The Deep Learning Lab at RPTU

Recent Publications

  • Khan et al. (2023). Learning Attention Propagation for Compositional Zero-Shot Learning. WACV. Compositional zero-shot learning aims to recognize unseen compositions of seen visual primitives of object classes and their states. While all primitives (states and objects) are observable during training in some combination, their complex interaction makes this task especially hard. For example, wet changes the visual appearance of a dog very differently from a bicycle. Furthermore, we argue that relationships between compositions go beyond shared states or objects. A cluttered office can contain a busy table; even though these compositions don't share a state or object, the presence of a busy table can guide the presence of a cluttered office. We propose a novel method called Compositional Attention Propagated Embedding (CAPE) as a solution. The key intuition to our method is that a rich dependency structure exists between compositions arising from complex interactions of primitives in addition to other dependencies between compositions.
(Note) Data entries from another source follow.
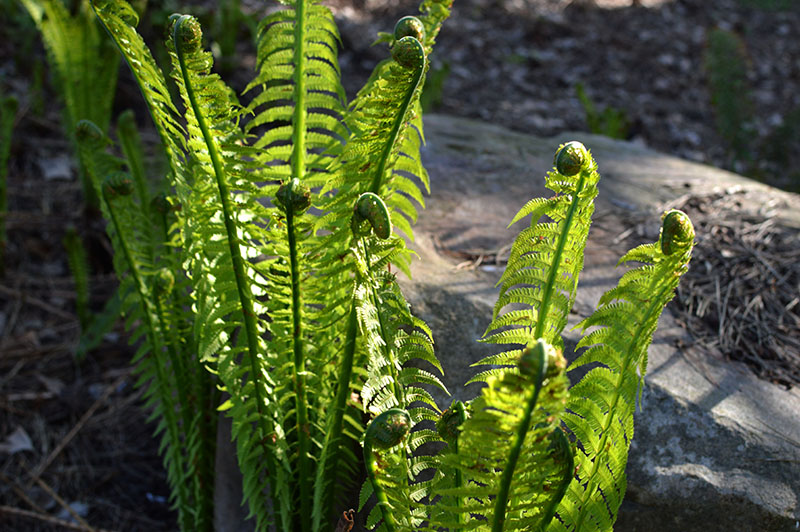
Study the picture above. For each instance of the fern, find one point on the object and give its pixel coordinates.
(79, 267)
(518, 410)
(601, 405)
(546, 259)
(85, 66)
(265, 269)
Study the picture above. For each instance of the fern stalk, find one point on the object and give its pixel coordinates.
(409, 46)
(245, 300)
(501, 501)
(550, 286)
(298, 172)
(162, 380)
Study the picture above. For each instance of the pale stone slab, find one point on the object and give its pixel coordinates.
(715, 447)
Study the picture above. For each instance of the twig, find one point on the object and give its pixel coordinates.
(10, 292)
(71, 434)
(46, 518)
(61, 502)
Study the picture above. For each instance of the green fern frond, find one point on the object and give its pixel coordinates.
(79, 267)
(601, 405)
(120, 19)
(157, 370)
(300, 97)
(84, 63)
(547, 257)
(511, 458)
(218, 248)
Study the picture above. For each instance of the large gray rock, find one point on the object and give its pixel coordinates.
(715, 449)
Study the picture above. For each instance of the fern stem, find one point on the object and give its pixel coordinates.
(298, 172)
(657, 303)
(131, 145)
(333, 436)
(301, 404)
(248, 311)
(299, 78)
(549, 286)
(397, 389)
(501, 502)
(395, 134)
(162, 383)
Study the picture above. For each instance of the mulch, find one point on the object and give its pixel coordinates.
(76, 450)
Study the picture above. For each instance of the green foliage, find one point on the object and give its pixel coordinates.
(8, 113)
(79, 267)
(609, 121)
(84, 64)
(726, 67)
(600, 407)
(265, 272)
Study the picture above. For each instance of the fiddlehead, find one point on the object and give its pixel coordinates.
(370, 213)
(677, 232)
(601, 405)
(505, 453)
(385, 432)
(409, 27)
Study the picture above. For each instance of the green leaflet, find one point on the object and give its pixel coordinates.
(547, 257)
(601, 405)
(265, 270)
(513, 432)
(85, 65)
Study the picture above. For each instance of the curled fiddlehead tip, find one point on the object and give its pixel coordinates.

CAPE learns to identify this structure and propagates knowledge between them to learn class embedding for all seen and unseen compositions. In the challenging generalized compositional zero-shot setting, we show that our method outperforms previous baselines to set a new state-of-the-art on three publicly available benchmarks.
  • Hashmi et al. (2023). BoxMask: Revisiting Bounding Box Supervision for Video Object Detection. WACV. We present a new, simple yet effective approach to uplift video object detection. We observe that prior works operate on instance-level feature aggregation that imminently neglects the refined pixel-level representation, resulting in confusion among objects sharing similar appearance or motion characteristics. To address this limitation, we pro-pose BoxMask, which effectively learns discriminative representations by incorporating class-aware pixel-level information. We simply consider bounding box-level annotations as a coarse mask for each object to supervise our method. The proposed module can be effortlessly integrated into any region-based detector to boost detection. Extensive experiments on ImageNet VID and EPIC KITCHENS datasets demonstrate consistent and significant improvement when we plug our BoxMask module into numerous recent state-of-the-art methods. The code will be available at https://github. com/khurramHashmi/BoxMask.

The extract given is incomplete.